Unsurprisingly, the rise of ultraprocessed foods has raised concerns in the public health community. As one paper succinctly put it,
The most important factor now, when considering food, nutrition and public health, is not nutrients, and is not foods, so much as what is done to foodstuffs and the nutrients originally contained in them, before they are purchased and consumed. That is to say, the issue is food processing – or, to be more precise, the nature, extent and purpose of processing, and what happens to food and to us as a result of processing.
“If the direction of current policies remains the same,” notes one 2016 report on the matter,
then estimates suggest that by 2030, the number of overweight and obese people will have increased from 1.33 billion in 2005 to 3.28 billion, around one third of the projected global population. This is a major concern as no country to date has successfully reversed growth in obesity once it has been allowed to develop.

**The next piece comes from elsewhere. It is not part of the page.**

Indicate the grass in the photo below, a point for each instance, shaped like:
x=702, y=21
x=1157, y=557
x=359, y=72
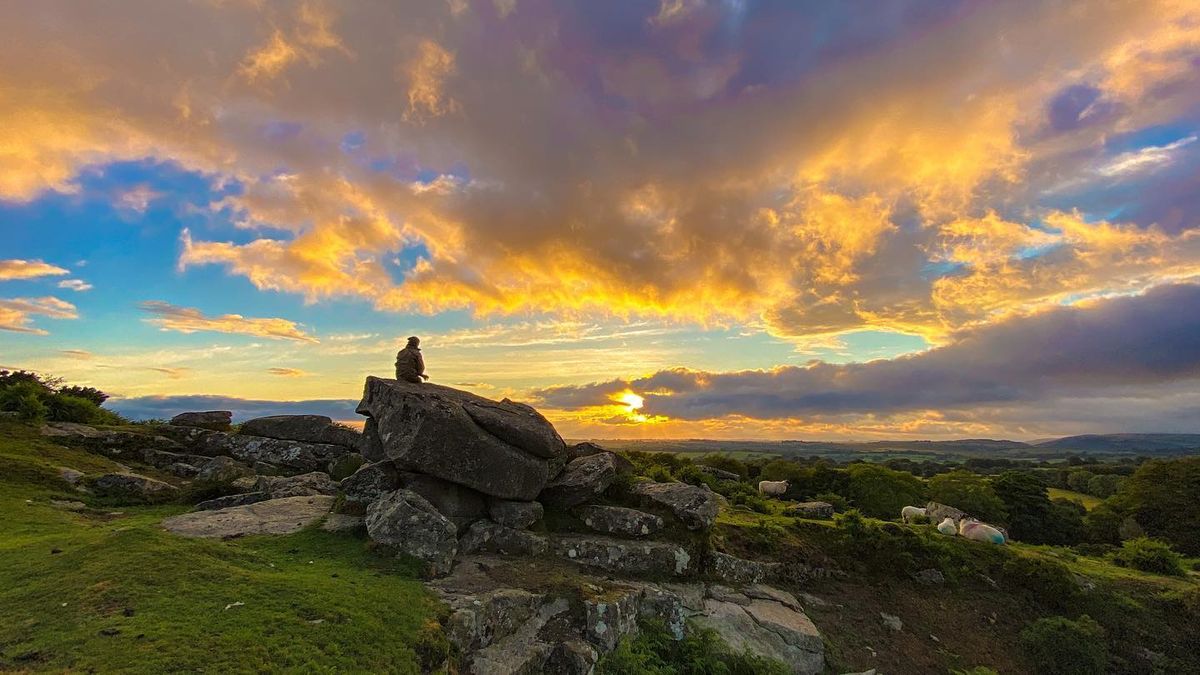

This has a major impact on the health of our environment, as well.
The rapidly increasing production and consumption of ultraprocessed food and drink products, which is contributing to climate disruption and also to pollution, degradation and depletion of air, land, water and sources of energy, is in itself now a world crisis to be confronted, checked and reversed.
So yes, it’s a pretty big problem, especially when you consider the marketing practices of companies that push processed foods as healthful and convenient and tasty, as well as dietary guidelines that not only don’t distinguish between organic and nonorganic foods, but also consider fresh chicken in the same category as chicken nuggets or whole grains in the same category as cookies or sugary cereals.
It sure can seem overwhelming, but the best approach to escaping this dire consequence begins with the small choices you make every day – at the grocery store, out to dinner, and in your home.
Remember that the simple hallmarks of good health include consuming unprocessed whole foods, avoiding GMOs, and eating organic whenever possible. When it comes to minimally processed foods, such as dairy products or proteins, again do your best to source local and organic.
Most important, find and develop a healthful diet that works for you. While it is about avoiding ultraprocessed and refined foods such as starch or sugar, it’s not necessarily about keto or paleo or low carb. Healthy eating has a lot more to do with embracing whole foods and avoiding the processed products that may look and claim to be just as healthful, but sure aren’t.